Skip to main content

Codebook

biul |

A codebook is a document (usually a table) that describes the variables present in a dataset. Its purpose is to record detailed information on each variable. 

The following information is typically included in a codebook:

  • ID variable(s): which variable(s) contain(s) the unique observation identifier (number or alphanumeric combination)?
  • Data collection variables: which variables contain information about data collection (date of collection, place, researcher, etc.)?
  • Variable name and description: what is the name of the variable in the dataset? What is its full description? Variable names are usually short to facilitate analysis and need to comply with software-specific rules (e.g., do not include special characters or spaces).

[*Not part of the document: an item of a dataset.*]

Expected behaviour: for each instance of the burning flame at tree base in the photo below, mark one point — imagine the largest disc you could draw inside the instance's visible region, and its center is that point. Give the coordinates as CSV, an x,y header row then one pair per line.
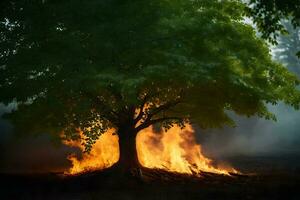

Full descriptions are useful for identifying the variable in more detail and may include definitions or explanations of acronyms. If the variable is a survey question, the exact wording of the question and instructions may also be indicated here.
  • Variable type: is the variable categorical, ordinal, continuous or textual? It is important to check that the variable is correctly identified as such in the software used for storage or analysis.
  • Variable values: what are the possible values of the variable (categories or numerical range)? If the variable is categorical, what are the labels corresponding to each category? For example, gender may be encoded as 1/2, with 1 corresponding to "Women" and 2 to "Men".
  • Variable unit: what is the unit of the variable (percentage, kilograms, number of people, etc.)?
  • Missing values: how are missing values indicated? It is important to check that the values are identified as such in the software used for storage or analysis. Different types of missing values can be indicated in different ways, for example to distinguish observations for which a specific variable should be empty (for consistency reasons or due to a filter) from variables for which a value was expected but none was coded (data entry error, non-response, etc.).
  • Variable processing: is the variable the result of a data processing step? Is it a score, an index or the results of a calculation? Was it recoded based on other variables? Was it standardised or otherwise transformed?
  • Variable base: which population is the variable based on? Are the data filtered or limited to a subgroup of observations? What is the size of the base?
  • Variable links: is the variable standalone or should it be analysed in conjunction with other variables? For instance, a multiple-choice question in a survey needs to be coded in several related variables and a follow-up question needs to be analysed taking into account the previous answer.
  • Weights: are there any weighting variables? How were they created? When should they be used?
  • Typologies or classifications: is the variable based on an existing classification? What is it and what are the sources or references?
  • Technical information: what is the width of the variable and the specific variable type in the software used for storage/analysis? What are the decimal and thousands separators? What is the number of decimals?